Options considered thus far
There's no shortage of possible ways to model this response function and its change with $rep$, but each approach that I've considered has apparent shortcomings and I'm mentally stuck on a reasonable way forward:
Quadratic function
This seems an easy way to get at the questions, particularly using the vertex form: $y = a(t - h)^2 + c$, where $a$ controls the width of the parabola (and the direction it opens), $h$ controls the horizontal position of the vertex, and both can be modeled as a function of $rep$. $c$ controls the vertical position of the vertex and is easily captured with a random effect. Unfortunately, this approach assumes symmetry about the peak response, which doesn't hold as the decline after peak response seems to occur more quickly than the increase (see, e.g., $rep$s 2-4).
Gaussian function
Another relatively easy way, where $y = ae^{-\frac{(t - m)^2}{2s^2}}$ and $a$ controls the height of curve's peak, $m$ controls the horizontal ($t$) position of peak (mean), and $s$ controls width of curve (standard deviation). But this form has the same symmetry problem as the quadratic function. Certainly Guassian functions can incorporate various degrees of skew and kurtosis but I don't think there's an easy way to model these aspects without cumulative distribution functions/integration.
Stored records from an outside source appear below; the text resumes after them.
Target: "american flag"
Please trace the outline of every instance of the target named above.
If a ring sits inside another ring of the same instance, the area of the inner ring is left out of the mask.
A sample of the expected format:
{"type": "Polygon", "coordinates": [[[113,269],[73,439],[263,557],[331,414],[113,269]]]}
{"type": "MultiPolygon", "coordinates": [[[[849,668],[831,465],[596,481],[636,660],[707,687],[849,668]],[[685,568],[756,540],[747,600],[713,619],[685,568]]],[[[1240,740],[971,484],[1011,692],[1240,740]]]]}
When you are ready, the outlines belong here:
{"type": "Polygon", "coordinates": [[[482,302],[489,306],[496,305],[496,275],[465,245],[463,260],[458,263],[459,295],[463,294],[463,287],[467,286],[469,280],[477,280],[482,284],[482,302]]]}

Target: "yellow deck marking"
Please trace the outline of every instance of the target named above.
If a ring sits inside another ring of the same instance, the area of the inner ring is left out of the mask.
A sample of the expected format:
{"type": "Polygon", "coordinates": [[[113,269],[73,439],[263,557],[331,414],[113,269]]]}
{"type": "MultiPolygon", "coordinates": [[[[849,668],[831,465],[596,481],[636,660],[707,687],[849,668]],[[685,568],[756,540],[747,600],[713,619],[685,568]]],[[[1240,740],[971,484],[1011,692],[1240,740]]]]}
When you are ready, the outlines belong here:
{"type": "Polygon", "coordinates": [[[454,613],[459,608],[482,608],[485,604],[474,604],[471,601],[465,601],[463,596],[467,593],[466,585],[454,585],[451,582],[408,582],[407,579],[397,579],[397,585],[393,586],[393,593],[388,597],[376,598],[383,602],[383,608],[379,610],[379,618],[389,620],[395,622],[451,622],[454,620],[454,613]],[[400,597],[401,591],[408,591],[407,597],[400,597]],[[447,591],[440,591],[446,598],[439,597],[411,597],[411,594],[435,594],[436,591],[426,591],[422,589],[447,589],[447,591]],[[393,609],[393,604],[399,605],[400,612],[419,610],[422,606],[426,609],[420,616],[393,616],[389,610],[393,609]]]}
Trigonometric regression (sine/cosine Fourier terms)
Trigonometric functions based on $sin$/$cos$ pairs are another relatively easy option (see, e.g., here). The first $sin$/$cos$ pair terms produces a symmetric sine wave, but additional $sin$/$cos$ pairs with different functional periods get past this limitation. Unfortunately, what experimentation I've done suggests it takes several additional $sin$/$cos$ pairs of unknown period (i.e., need to be estimated) to adequately capture the asymmetry, which quickly gets unwieldy and yields inadequate fits in some $rep$s.
Additive models/smoothing splines
An additive model seems to get around many of these limitations, but then I lose the seemingly preferable state of having a fixed underlying response function defined by parameters than I can allow to vary with increasing $rep$. Would a factor-smooth interaction that forced the smooth for each $rep$ to have the same smoothing parameter be a reasonable compromise? For example, something like:
library(mgcv) ?factor.smooth.interaction m <- gam(y ~ s(t, rep, bs = "fs"), data = dat) plot(m)
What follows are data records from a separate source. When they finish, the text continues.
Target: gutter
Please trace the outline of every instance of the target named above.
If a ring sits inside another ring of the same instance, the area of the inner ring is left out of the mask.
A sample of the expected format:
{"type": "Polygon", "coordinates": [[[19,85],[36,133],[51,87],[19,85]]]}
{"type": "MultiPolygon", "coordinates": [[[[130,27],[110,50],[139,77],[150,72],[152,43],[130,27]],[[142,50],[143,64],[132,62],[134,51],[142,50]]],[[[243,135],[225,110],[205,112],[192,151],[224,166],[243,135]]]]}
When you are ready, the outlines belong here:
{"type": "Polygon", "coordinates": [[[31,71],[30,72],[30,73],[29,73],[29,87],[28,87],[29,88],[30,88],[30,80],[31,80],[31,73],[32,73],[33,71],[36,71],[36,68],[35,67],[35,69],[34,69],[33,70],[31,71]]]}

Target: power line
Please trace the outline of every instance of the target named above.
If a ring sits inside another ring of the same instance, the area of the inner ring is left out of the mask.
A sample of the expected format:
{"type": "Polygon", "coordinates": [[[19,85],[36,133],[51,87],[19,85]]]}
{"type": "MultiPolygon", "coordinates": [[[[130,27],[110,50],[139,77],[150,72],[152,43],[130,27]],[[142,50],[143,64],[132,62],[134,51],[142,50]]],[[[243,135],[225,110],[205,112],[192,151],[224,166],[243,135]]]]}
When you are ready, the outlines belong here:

If this is a reasonable solution, how then can I relate the peak or the width of each smooth to $rep$? Finding the peak of fitted smooths is a relatively simple exercise (see here), but is it reasonable to then model these derived values (and uncertainty) as a function of $rep$ in a separate model?
Thanks very much for considering. As is likely obvious, I'm most comfortable with R, but I'm open to any solutions.